Sittenbild österreichischer Justiz

Chef-Staatsanwalt Pacheiner ist dabei auch kein unbeschriebenes Blatt. Leitete er doch nicht nur die Untersuchungen zur Spitzelaffäre in Kärnten, auch Anfang des Jahres war er mit einem weiteren einschlägigen Verfahren befasst worden. Im April des Jahres hatte Pacheiner die Forderung der jüdischen Gemeinde Italiens, den österreichischen Staatsbürger und ehemaligen SS-Offizier Wilhelm Schubernigg auszuliefern abgelehnt. Der 86-Jährige Kärntner Schubernigg hätte in Italien wegen der Hinrichtung von 335 ZivilistInnen als "Vergeltungsmaßnahme" für den Angriff von PartisanInnen auf eine SS Einheit vor Gericht zur Rechenschaft gezogen werden sollen.

Dieses Ansinnen wurde von Staatsanwalt Pacheiner schlussendlich mit der Begründung zurückgewiesen, dass die Ermittlungen der Kärntner Behörden solange nicht abgeschlossen werden könnten, als medizinische Gutachten bestätigen würden, dass Schubernigg nicht vernehmungsfähig wäre. "Österreich deportiere seine eigenen Staatsbürger nicht", kommentierte der nationalbewusste Pacheiner seine Entscheidung vor einer eher verstörten internationalen Presse weiter. (The Daily Telegraph, 20.04.2001)

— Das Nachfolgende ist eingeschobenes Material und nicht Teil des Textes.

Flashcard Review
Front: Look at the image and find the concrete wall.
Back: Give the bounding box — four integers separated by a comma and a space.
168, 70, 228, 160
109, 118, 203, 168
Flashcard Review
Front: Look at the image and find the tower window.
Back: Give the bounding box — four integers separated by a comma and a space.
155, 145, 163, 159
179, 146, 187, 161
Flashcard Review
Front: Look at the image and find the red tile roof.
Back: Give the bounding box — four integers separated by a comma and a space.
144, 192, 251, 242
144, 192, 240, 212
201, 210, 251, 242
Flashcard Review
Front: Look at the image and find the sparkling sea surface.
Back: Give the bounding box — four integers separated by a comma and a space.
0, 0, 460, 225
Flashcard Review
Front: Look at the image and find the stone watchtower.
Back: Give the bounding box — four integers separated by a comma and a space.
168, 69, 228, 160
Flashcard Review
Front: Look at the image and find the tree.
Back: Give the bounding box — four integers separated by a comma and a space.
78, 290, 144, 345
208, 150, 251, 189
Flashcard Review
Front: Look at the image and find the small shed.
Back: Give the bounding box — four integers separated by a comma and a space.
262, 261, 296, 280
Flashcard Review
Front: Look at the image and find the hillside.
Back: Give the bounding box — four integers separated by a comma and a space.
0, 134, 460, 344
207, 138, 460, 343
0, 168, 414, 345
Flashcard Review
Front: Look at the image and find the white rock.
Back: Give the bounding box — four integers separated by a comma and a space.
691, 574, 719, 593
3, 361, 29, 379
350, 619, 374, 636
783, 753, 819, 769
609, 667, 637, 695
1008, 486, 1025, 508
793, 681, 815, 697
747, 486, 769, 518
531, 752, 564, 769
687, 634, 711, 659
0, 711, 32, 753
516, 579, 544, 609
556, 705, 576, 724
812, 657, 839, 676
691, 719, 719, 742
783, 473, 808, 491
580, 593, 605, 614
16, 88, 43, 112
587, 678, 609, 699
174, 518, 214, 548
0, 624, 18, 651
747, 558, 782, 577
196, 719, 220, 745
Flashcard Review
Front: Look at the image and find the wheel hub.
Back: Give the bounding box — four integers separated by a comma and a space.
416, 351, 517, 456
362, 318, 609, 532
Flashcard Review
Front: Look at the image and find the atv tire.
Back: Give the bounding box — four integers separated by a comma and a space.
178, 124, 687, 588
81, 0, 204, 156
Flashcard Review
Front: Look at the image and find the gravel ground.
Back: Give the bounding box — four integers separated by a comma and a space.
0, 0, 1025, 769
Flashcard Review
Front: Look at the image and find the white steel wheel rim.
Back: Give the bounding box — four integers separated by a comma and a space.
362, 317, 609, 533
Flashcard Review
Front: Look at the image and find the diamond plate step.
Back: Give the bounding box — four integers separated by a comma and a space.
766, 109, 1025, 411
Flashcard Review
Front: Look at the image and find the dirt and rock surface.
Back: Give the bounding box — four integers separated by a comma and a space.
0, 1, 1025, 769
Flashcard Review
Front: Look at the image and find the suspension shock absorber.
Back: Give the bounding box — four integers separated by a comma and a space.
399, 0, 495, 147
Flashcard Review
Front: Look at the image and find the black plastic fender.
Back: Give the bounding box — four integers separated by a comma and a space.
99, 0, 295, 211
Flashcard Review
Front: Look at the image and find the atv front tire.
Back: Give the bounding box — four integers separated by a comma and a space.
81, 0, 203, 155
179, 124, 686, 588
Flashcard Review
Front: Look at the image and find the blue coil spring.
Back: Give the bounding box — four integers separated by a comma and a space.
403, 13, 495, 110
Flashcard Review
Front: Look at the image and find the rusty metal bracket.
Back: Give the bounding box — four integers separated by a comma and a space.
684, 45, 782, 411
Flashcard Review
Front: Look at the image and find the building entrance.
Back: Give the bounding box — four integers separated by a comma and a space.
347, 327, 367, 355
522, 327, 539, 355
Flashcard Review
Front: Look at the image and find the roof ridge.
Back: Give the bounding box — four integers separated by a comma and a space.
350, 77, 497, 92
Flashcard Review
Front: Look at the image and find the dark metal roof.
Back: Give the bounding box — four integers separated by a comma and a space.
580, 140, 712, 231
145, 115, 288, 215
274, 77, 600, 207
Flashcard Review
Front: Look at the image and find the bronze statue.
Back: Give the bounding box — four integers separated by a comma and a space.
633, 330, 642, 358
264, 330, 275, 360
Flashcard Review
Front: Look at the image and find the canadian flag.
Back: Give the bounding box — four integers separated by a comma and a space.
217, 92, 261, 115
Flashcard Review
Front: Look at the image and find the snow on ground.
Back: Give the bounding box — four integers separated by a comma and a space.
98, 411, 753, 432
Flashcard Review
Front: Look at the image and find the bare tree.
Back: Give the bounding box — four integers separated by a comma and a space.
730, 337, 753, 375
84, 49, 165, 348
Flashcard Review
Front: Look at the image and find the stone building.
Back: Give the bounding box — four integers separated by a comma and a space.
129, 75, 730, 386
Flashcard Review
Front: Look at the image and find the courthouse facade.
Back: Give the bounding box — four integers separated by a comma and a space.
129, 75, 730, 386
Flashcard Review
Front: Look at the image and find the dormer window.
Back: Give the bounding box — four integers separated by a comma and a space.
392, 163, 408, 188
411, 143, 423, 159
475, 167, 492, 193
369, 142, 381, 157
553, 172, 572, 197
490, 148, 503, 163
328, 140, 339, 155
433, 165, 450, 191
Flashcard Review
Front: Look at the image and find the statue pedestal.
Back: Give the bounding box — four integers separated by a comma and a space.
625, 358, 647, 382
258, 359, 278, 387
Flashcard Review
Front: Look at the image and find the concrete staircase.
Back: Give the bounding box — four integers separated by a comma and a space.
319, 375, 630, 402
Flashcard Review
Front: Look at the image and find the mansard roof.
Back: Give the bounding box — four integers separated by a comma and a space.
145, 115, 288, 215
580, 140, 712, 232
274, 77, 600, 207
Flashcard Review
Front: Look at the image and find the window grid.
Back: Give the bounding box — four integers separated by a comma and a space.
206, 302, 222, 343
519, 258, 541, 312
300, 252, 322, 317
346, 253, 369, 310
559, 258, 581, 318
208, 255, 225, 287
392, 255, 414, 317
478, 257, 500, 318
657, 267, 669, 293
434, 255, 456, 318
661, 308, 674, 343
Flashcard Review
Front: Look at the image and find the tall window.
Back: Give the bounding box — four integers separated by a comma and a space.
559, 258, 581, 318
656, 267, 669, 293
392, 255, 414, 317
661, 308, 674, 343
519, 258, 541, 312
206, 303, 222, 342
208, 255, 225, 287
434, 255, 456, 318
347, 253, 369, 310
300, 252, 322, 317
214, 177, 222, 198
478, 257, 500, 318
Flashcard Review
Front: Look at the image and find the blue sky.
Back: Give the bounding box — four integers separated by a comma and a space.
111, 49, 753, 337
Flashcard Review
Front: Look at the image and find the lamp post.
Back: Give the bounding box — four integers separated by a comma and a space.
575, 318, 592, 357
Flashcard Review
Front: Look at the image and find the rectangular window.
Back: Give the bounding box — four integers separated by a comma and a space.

Definitionsmacht & Sprache

Auf Grund der auch in Kärnten nicht ganz unumstrittenen Einstellung des Verfahrens gegen die beiden KameradInnen ist auch in Lokalblättern wie der "Kleinen Zeitung" ein heftiger Streit um Geschichtsbewusstsein und Sprache entbrannt. Seit Bekanntwerden des Urteils ist dabei so gut wie kein Tag vergangen, in dem nicht zumindest ein LeserInnenbrief sich dieses Themas annimmt.

Etwas was der "Kleinen Zeitung" nicht ganz geheuer sein dürfte, war es dem Chefredakteur Wolfgang Rausch nachdem die Diskussion eigentlich schon im vollen Gange war, doch zumindest einen Kommentar wert. Unter dem Titel "SS-Fahne: Das "Hintertürl" ist zu" fühlte sich Rausch folglich berufen all zu kritische Kommentare zu relativieren und dem Kameradschaftsbund sein Vertrauen auszusprechen.

Ach ja, ein Detail am Rande, zur Zeit weilt die im Vorjahr beschlagnahmte Fahne noch in Polizeigewahrsam, KB-Ortsobmann Helmut Proprentner "will sie aber zurück" bekommen. In Kärnten sollte das ja wohl nicht allzu schwer fallen.